Un richiamo al consumo consapevole
Le riflessioni conclusive di Francesca Squillace sono legate a una visione pragmatica della sostenibilità che, pur essendo un tema fondamentale per il futuro del pianeta, non può prescindere da considerazioni economiche, gestionali e dalla fattibilità tecnica. Da non dimenticare, in questo senso, il fondamentale tassello rappresentato dalla consapevolezza del consumatore, molto motivato alla ricerca del green ma non sempre disponibile a pagarne il prezzo, il che suggerisce la necessità di un lavoro di awareness, che includa consumatori, legislatore e produttori di materiali.
«Per quanto riguarda la progettazione dell’imballaggio dei prossimi anni vedo la necessità di una legislazione che, per quanto rigida, svolga una funzione di stimolo per tutta la filiera, dal produttore di materiali al consumatore. Su questo serve definire un trade-off tra sostenibilità, shelf life e consumi. Se vogliamo essere sostenibili, infatti, anche il consumatore deve accettare shelf life inferiori, dove 12 mesi possono diventare 8.
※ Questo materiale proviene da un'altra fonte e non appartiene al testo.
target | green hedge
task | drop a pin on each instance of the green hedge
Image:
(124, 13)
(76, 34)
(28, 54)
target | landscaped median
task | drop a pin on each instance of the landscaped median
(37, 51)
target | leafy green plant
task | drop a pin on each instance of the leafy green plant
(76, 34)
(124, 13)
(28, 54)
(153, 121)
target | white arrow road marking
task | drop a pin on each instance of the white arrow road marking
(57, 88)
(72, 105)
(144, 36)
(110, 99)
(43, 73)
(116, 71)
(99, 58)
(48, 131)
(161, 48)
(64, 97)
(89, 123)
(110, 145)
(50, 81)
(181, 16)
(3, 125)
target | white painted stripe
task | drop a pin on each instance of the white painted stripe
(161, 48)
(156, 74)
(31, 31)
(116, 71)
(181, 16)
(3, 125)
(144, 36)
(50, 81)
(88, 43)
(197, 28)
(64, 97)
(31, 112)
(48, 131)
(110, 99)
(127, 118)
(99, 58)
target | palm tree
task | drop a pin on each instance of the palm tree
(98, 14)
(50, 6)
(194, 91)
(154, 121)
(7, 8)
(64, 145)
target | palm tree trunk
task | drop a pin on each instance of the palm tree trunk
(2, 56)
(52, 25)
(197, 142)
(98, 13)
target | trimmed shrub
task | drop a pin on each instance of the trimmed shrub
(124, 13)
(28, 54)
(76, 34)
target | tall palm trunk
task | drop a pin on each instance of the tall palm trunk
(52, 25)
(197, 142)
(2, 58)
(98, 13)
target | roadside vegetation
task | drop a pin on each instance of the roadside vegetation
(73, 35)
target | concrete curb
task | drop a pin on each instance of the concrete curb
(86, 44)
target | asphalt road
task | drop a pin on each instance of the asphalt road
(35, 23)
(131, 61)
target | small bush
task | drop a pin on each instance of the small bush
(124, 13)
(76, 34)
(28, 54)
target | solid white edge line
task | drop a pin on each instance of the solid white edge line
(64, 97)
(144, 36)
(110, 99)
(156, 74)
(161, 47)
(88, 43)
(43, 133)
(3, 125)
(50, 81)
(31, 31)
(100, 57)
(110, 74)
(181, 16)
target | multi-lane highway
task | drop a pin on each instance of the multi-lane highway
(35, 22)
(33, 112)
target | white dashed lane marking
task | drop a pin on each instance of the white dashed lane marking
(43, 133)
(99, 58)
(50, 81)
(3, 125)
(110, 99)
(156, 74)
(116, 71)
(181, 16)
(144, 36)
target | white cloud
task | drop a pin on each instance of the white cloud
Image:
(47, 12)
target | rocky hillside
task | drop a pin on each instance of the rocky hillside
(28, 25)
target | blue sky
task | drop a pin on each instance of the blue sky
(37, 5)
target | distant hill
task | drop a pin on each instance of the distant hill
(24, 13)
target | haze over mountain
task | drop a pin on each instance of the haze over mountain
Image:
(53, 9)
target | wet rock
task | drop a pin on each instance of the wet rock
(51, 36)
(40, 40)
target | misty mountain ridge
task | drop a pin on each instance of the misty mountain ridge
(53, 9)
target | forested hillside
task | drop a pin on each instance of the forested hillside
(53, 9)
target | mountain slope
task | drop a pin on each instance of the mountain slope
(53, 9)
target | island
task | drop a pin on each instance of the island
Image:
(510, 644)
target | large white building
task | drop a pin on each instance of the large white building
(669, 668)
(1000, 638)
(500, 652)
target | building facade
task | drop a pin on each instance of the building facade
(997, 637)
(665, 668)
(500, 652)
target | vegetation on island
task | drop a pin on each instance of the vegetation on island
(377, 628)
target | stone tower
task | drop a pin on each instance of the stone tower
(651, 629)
Per non dimenticare le esigenze di distribuzione, spesso su scala mondiale, che impongono tempi e metodi di conservazione non sempre compatibili con il packaging green attualmente disponibile. Va ricordato infatti, che non è possibile aspettarsi shelf life di 24 mesi da molti materiali sostenibili, riciclati o riciclabili. Ecco perché serve lavorare sull’awareness, per arrivare alla sensibilità che ci spinge ad accettare una minore tenuta dei sacchetti della spesa in biopolimero a fronte del suo minor impatto ambientale. Un compromesso che riduce la resistenza dello shopper ma ne accresce il contenuto etico ed ecologico».